CI in cpeh - Dev

18 Mar 2020

Dear Community
Apologize for the lengthy email, but wanted to share some thoughts I have
regarding our upstream test process (after being in the project for ~18
month).

TL;DR: execute teuthology tests directly from jenkins

Currently, during the PR submission process jenkins build ceph for one
target (ubuntu18.04) and then run the unit tests suite.
Due to the nature of ceph, unit tests are covering only part of the code,
and therefore, the author is expected to run the changes against teuthology
as well.

Current process for running teuthology has has several drawbacks:
- you have to submit you changes as a branch into the ceph-ci repo, this
kicks multiple builds for multiple targets which usually takes a couple of
hours (1-4) to finish. testing can only start after the images are ready
- even though the code in the PR is merged to the latest version of the
branch you are merging to, the images tested in teuthology are using your
branch, and whether it was rebased recently or not is up to the author
- you have to execute a teuthology test suite against these images, the
suites are pretty big, and run against several targets (very similar to our
nightlies). this means that the entire process takes hours-days to finish
- there is no guarantee that the code being tested in teuthology is the
same code being merged in the PR
- the manual analysis of the teuthology results is time consuming and error
prone, as you have to figure out which tests didn't run due to
infrastructure issues, which fails are expected and in the process of
fixing etc.

As a result, developers, instead of treating teuthology as a valuable
verification tools, try to avoid it :-(
Often, running teuthology and analyzing the results, is done by a handful
of experienced developers.

Suggestion:
In many projects, system and integration testing are run from jenkins
automatically - would argue that this could be the case in our project as
well.
- select one target, similar to what we did with unit testing. the target
is automatically built in jenkins
- create smaller "sanity" suits in teuthology that would allow for faster
execution, and would test only the select target
- jenkins can use teuthology and the sepia lab, so no changes would be
needed for actually running the tests
- to avoid extensive load on the sepia lab, the actual triggering could be
manual (e.g. "jenkins test rgw sanity").
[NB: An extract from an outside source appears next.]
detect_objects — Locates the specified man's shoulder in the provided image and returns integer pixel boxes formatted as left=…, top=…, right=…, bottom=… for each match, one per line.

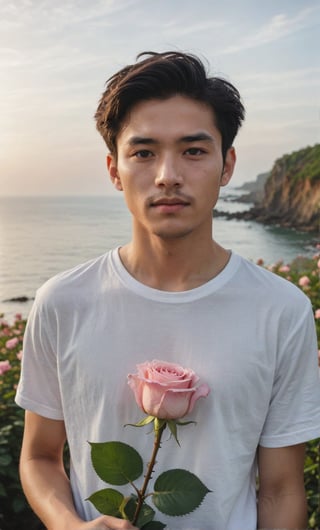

This means that the author can
select which area of the code to test, and would execute it when the PR is
in good enough shape for testing
- the results could be automatically analyzed against infrastructure
issues, tests issues etc. the knowledge needed for this analysis could be
coded and updated in jenkins
- in some cases, manual execution of specific tests or against specific
targets will be needed, and this could be done the same way it is currently
done

in the future...
- we may also automate the process of selecting which tests needs to run,
according to the files being modified in the PR
- gating PRs on passing teuthology runs would serve as a tool for better
quality code. but also for more stable tests and infrastructure

Appreciate your feedback!

Yuval